The majority of adolescents eligible for COVID-19 vaccination in high-income countries are currently offered BNT162b2 as advised by WHO. However, clinical trial data for other COVID-19 vaccines in children are needed because countries are resorting to the use of alternative vaccines due to supply constraints; BBIBP-CorV and CoronaVac are being administered to children younger than 16 years in low-income, middle-income, and high-income countries. This trial provides the first safety and immunogenicity data in children on a further COVID-19 vaccine.

This study has several limitations, including a small sample size and poor ethnic diversity; 93% of the trial participants were of White ethnicity. Although ChAdOx1 nCoV-19 efficacy does not vary significantly with ethnicity in adults, a higher prevalence of PIMS-TS or MIS-C in Black, Hispanic, and Asian and Pacific Islander children has been reported. Our cohort of healthy volunteers excluded children with pronounced medical comorbidities, who are at increased risk of severe COVID-19 and might be prioritised for vaccination. We have included immunogenicity data up to 28 days after a second dose; however, long-term data on the persistence of immunity will be made available at a later date.

Data sharing

This online publication has been corrected.
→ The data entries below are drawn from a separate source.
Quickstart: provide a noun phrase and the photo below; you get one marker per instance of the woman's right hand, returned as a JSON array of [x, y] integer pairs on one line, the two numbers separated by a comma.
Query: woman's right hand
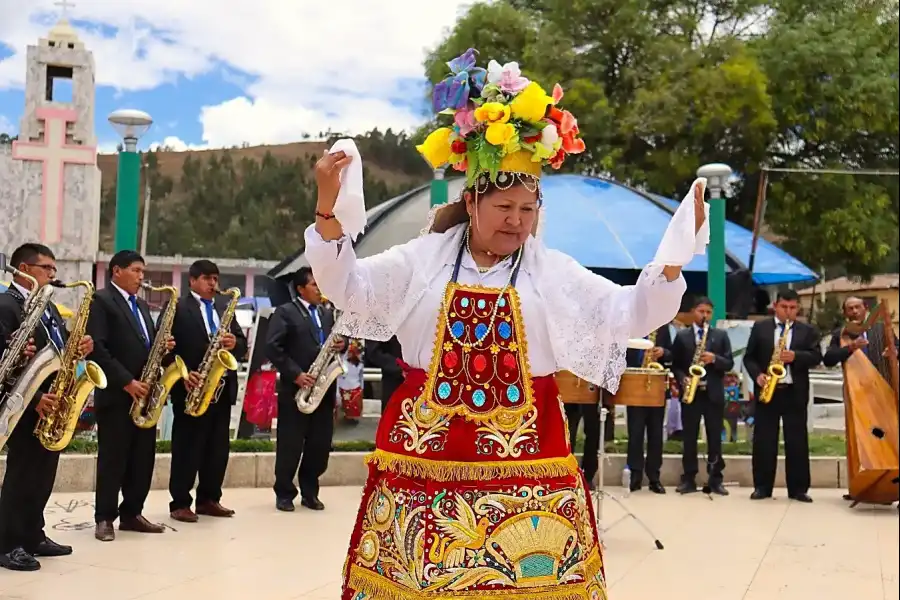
[[328, 179]]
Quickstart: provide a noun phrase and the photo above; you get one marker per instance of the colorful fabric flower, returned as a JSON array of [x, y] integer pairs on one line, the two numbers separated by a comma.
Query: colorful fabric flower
[[436, 147], [464, 119], [492, 112], [507, 77], [531, 104], [453, 92]]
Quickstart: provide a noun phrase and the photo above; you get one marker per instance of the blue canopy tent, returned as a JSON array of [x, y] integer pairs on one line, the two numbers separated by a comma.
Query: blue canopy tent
[[609, 228]]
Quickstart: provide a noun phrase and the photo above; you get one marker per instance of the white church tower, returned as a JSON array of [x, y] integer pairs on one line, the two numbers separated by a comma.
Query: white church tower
[[49, 180]]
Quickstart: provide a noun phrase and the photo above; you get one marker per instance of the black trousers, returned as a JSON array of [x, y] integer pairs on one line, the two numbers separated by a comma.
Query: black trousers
[[591, 415], [125, 458], [641, 420], [790, 407], [27, 485], [713, 415], [199, 453], [303, 445]]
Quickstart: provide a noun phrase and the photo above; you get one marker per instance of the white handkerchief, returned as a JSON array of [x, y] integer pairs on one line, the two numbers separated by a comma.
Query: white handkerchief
[[350, 207], [680, 243]]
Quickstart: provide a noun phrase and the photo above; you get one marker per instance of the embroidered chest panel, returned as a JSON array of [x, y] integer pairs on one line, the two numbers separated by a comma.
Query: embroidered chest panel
[[479, 367]]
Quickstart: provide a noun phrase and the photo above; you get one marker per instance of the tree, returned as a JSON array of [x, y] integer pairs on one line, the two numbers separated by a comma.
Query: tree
[[661, 87]]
The corrected version first appeared at thelancet.com on June 30, 2022

Declaration of interests

AJP is Chair of the UK Department of Health and Social Care's Joint Committee on Vaccination and Immunisation but does not participate in policy advice on coronavirus vaccines and was a member of the WHO Strategic Advisory Group of Experts. AJP is a National Institute for Health and Care Research (NIHR) Senior Investigator and is Chief Investigator on clinical trials of Oxford University's COVID-19 vaccine funded by NIHR. TL is named as an inventor on a patent application covering the ChAdOx1 nCoV-19 vaccine and is an occasional consultant to Vaccitech, unrelated to this work. Oxford University has entered into a partnership with AstraZeneca for further development of ChAdOx1 nCoV-19. MDS acts on behalf of the University of Oxford as an investigator on studies funded or sponsored by vaccine manufacturers, including AstraZeneca, GlaxoSmithKline, Pfizer, Novavax, Janssen, Medimmune, and MCM. He receives no personal financial payment for this work. SNF acts on behalf of University Hospital Southampton NHS Foundation Trust as an investigator or provides consultative advice on clinical trials and studies of COVID-19 and other vaccines funded or sponsored by vaccine manufacturers, including Janssen, Pfizer, AstraZeneca, GlaxoSmithKline, Novavax, Seqirus, Sanofi, Medimmune, Merck, and Valneva. He receives no personal financial payment for this work. PTH acts on behalf of St George's University of London as an investigator on clinical trials of COVID-19 vaccines funded or sponsored by vaccine manufacturers, including Janssen, Pfizer, AstraZeneca, Novavax, Moderna, and Valneva. He receives no personal financial payment for this work. All other authors declare no competing interests. AstraZeneca reviewed the final manuscript before submission, but the authors retained editorial control.